As Bill Nygren, portfolio manager at The Oakmark Funds points out, “It was an asset-heavy economy, which made it appropriate to value businesses based on their tangible assets. In fact, as recently as 1975, 83% of the stock market value of the average company was represented by its tangible book value.”

Okay, now fast forward to today…

A lot has changed since then. Today you’ll see a much more asset-light economy, where intangible assets (like brand names and patents) account for over 80% of the average company’s market value.

(Just think about the industrial era when factories equipped with heavy machinery appeared on the balance sheet, compared to the intangible value of brands and software algorithms that is “invisible” to investors today.)

As Nygren puts it, “The linkage between book value and business value has been broken because so many important assets today are intangibles and don’t even show up on the balance sheet. […] For companies in the S&P 500 today, the correlation between stock price and tangible book value has become quite small, just 14%. This is a very big change from 25 years ago when that correlation was 71%—or 5x stronger than it is now.”

Here’s what Warren Buffett had to say about this shift: “My own thinking has changed drastically from 35 years ago when I was taught to favor tangible assets and to shun businesses whose value depended largely on economic goodwill.” Times are changing, don’t fall behind!

Here’s a sure bet: In hindsight, you must agree that buying Amazon’s stock at $600 around January 2016 would have been a great idea. The thing is that the P/BV multiple of ~26 would have suggested otherwise. That valuation metric was crying SELL at that time, while Amazon was creating shareholder value on a formidable scale. (I’ll show more on this later.) P/BV clearly doesn’t have much to offer in the modern economy, period.

Okay, but what about earnings?

It is no surprise that most investors have turned to the earnings power of the companies to determine their intrinsic value. Too bad the income statement fails them just like the balance sheet did!

The problem is that the income statement no longer provides a reliable indication of the value a company created in a particular year.

Think about increased brand advertising as an example that would result in understated earnings. (Under GAAP, intangible growth-producing activities are immediately expensed. For example, money spent on research and development or advertising, which pay off over time, is written off in the year incurred. Investors need to tackle such distortions.)
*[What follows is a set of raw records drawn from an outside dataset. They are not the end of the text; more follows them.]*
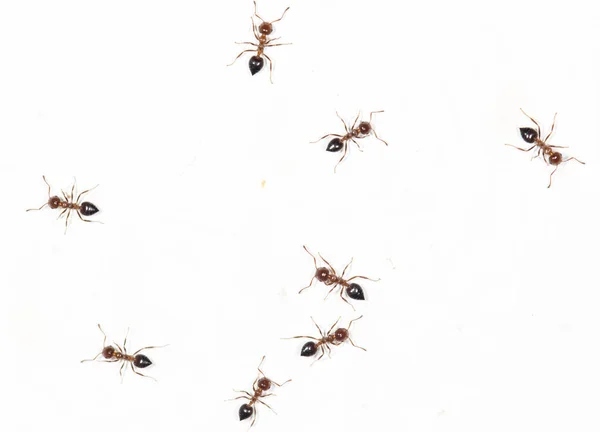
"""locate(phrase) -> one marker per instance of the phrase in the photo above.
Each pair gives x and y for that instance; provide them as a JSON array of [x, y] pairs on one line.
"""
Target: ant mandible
[[329, 277], [363, 130], [261, 384], [69, 204], [323, 343], [260, 33], [532, 136], [118, 354]]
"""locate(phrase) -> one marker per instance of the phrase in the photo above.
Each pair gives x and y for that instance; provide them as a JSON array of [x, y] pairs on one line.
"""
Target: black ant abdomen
[[335, 145], [529, 135], [88, 209], [355, 292], [245, 411], [309, 349], [141, 361], [255, 64]]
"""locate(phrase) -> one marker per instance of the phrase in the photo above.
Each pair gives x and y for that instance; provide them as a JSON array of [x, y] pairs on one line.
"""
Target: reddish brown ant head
[[54, 202], [141, 361], [265, 29], [108, 352], [264, 384], [555, 158], [341, 335], [365, 128], [322, 274]]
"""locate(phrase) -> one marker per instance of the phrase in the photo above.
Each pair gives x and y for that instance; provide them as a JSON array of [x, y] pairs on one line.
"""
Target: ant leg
[[121, 371], [344, 298], [270, 67], [318, 328], [551, 129], [581, 162], [309, 285], [282, 15], [86, 220], [355, 120], [125, 341], [331, 290], [314, 258], [287, 43], [357, 144], [334, 324], [363, 277], [327, 262], [536, 123], [550, 184], [325, 136], [97, 355], [301, 337], [150, 347], [371, 115], [239, 397], [522, 149], [343, 122], [353, 344], [355, 319], [240, 54], [376, 136], [257, 13], [260, 364], [45, 204], [84, 192], [44, 177], [347, 265], [278, 385], [342, 158], [141, 374]]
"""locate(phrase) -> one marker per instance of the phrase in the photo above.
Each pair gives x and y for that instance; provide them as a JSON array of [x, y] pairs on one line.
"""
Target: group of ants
[[326, 274]]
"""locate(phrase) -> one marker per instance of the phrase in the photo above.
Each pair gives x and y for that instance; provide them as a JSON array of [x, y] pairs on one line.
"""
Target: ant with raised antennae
[[261, 33], [363, 130], [119, 354], [337, 337], [329, 277], [69, 204], [261, 384], [532, 136]]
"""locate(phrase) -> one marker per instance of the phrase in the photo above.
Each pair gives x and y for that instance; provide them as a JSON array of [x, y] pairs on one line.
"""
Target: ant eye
[[355, 292], [335, 145], [245, 411], [256, 64], [529, 135]]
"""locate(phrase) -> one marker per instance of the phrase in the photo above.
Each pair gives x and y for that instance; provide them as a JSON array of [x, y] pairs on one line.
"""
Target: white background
[[486, 315]]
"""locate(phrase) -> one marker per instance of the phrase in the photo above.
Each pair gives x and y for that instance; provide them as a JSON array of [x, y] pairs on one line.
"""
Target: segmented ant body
[[261, 385], [328, 276], [69, 204], [119, 354], [340, 142], [324, 343], [261, 33], [550, 156]]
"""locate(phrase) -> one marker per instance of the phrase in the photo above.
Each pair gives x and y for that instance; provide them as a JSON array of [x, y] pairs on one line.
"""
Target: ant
[[332, 337], [69, 204], [329, 277], [261, 384], [118, 354], [260, 33], [532, 136], [363, 129]]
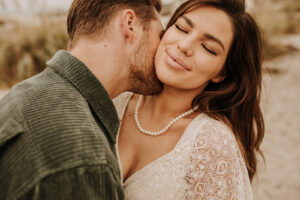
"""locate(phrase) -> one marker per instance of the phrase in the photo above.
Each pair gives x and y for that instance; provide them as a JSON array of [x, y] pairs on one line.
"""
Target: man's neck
[[101, 59]]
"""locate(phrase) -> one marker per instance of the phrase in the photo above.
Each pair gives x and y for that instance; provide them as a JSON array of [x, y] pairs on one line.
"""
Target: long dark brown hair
[[235, 100]]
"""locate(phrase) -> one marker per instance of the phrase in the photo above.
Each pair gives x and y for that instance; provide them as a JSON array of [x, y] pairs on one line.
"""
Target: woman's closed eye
[[180, 28], [209, 50]]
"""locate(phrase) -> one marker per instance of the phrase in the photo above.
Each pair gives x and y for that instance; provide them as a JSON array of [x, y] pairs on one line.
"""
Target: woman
[[199, 137]]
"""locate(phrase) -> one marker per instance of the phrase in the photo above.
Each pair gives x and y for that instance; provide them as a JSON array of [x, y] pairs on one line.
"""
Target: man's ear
[[218, 79], [128, 23]]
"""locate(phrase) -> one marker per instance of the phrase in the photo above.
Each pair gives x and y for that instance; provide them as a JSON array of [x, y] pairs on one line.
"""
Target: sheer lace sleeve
[[216, 169]]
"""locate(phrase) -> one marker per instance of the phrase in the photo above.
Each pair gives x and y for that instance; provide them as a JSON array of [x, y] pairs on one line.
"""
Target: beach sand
[[279, 177]]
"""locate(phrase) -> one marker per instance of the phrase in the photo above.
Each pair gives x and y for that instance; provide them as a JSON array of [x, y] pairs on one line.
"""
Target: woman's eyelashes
[[203, 45], [180, 28], [209, 50]]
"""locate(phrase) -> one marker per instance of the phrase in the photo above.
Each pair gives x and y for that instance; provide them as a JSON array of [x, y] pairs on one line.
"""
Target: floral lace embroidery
[[205, 164]]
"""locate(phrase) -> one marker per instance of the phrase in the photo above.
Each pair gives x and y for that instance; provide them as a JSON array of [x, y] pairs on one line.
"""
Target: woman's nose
[[186, 47]]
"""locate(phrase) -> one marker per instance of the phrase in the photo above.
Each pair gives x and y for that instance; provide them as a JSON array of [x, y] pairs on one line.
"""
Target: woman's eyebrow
[[188, 21]]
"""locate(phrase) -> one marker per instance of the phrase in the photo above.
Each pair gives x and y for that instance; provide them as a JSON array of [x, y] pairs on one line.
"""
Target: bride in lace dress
[[199, 137]]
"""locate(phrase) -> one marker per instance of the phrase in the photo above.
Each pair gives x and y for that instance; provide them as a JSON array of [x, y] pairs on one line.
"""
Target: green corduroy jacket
[[57, 136]]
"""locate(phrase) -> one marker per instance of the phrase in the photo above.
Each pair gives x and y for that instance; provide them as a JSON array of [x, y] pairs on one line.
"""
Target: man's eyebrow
[[210, 37], [188, 21]]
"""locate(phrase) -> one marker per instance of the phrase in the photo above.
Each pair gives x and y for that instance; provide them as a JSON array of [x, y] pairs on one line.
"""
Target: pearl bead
[[165, 128]]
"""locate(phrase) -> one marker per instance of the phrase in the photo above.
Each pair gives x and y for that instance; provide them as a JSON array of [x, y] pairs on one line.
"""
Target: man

To make matters worse, GAAP offers flexibility in deciding whether certain operating costs are capitalized or expensed. Capitalizing the costs means that those costs will not appear in the income statement thus will not drag down the earnings of the current period. Instead, they will show up on the asset side of the balance sheet under some fancy name and will be amortized over time.

AOL made the most of this when they capitalized their direct-response advertising costs (that were part of their normal operations) in order to overstate earnings. To add insult to injury, once that fictitious asset grew so big on the balance sheet that even its amortization expense was hurting the manipulated earnings too much, management decided to double the amortization period of these exploding marketing costs meaning that they essentially cut the annual drag on earnings in half.
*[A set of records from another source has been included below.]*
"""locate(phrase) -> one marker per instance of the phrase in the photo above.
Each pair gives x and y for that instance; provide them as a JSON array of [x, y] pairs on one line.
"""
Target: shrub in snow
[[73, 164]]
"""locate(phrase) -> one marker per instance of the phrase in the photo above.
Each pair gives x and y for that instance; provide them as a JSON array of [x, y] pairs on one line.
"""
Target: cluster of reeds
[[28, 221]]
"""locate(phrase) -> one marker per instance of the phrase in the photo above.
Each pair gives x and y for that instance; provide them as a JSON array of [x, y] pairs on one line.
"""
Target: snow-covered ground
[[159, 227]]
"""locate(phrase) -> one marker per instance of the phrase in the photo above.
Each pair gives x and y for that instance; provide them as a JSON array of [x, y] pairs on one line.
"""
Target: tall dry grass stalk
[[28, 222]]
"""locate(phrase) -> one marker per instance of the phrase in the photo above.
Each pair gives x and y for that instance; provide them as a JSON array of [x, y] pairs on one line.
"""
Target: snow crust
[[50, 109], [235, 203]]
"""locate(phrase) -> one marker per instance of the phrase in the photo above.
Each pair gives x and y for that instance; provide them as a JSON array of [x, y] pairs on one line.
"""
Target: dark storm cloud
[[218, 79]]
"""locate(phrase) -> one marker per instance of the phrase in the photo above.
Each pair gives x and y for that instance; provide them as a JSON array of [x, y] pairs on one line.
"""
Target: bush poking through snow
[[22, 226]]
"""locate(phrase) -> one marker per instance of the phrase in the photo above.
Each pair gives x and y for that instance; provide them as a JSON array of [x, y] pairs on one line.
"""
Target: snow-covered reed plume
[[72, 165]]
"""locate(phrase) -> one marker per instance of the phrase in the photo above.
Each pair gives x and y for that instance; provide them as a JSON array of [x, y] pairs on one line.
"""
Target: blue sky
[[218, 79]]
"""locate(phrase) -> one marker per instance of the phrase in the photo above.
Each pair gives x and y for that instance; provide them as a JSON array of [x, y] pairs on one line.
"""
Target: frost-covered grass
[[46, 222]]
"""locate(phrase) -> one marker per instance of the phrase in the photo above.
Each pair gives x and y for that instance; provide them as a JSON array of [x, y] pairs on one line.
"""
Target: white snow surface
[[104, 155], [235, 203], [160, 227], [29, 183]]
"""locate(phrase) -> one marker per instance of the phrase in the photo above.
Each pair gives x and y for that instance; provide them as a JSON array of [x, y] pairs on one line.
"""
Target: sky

This simple accounting adjustment helped hide AOL’s huge losses from investors. (If you still believe that reported earnings can be trusted with your eyes closed, I highly recommend reading the book Financial Shenanigans by Howard Schilit.)

Courtesy of FAST Graphs, I can show you Amazon’s example where the earnings per share figures seemed to have absolutely no relationship with the stock price between 2005 and 2016. While the price rose from $40 to $660, EPS fluctuated wildly in the -$0.5-$2.5 range. Wherever earnings go, the price is not that sure to follow. 

There’s a logical explanation, and we’ll get there in a minute!

…but we still have cash flow!

“Earnings can lie, but cash flow cannot,” you may say. Unfortunately, I’ve seen too much to agree. While turning our attention to the cash-generating capability of the business is a great way to tackle most of the accounting distortions or outright manipulation, you have to accept that even the cash flow numbers can be fudged. Let me show you how!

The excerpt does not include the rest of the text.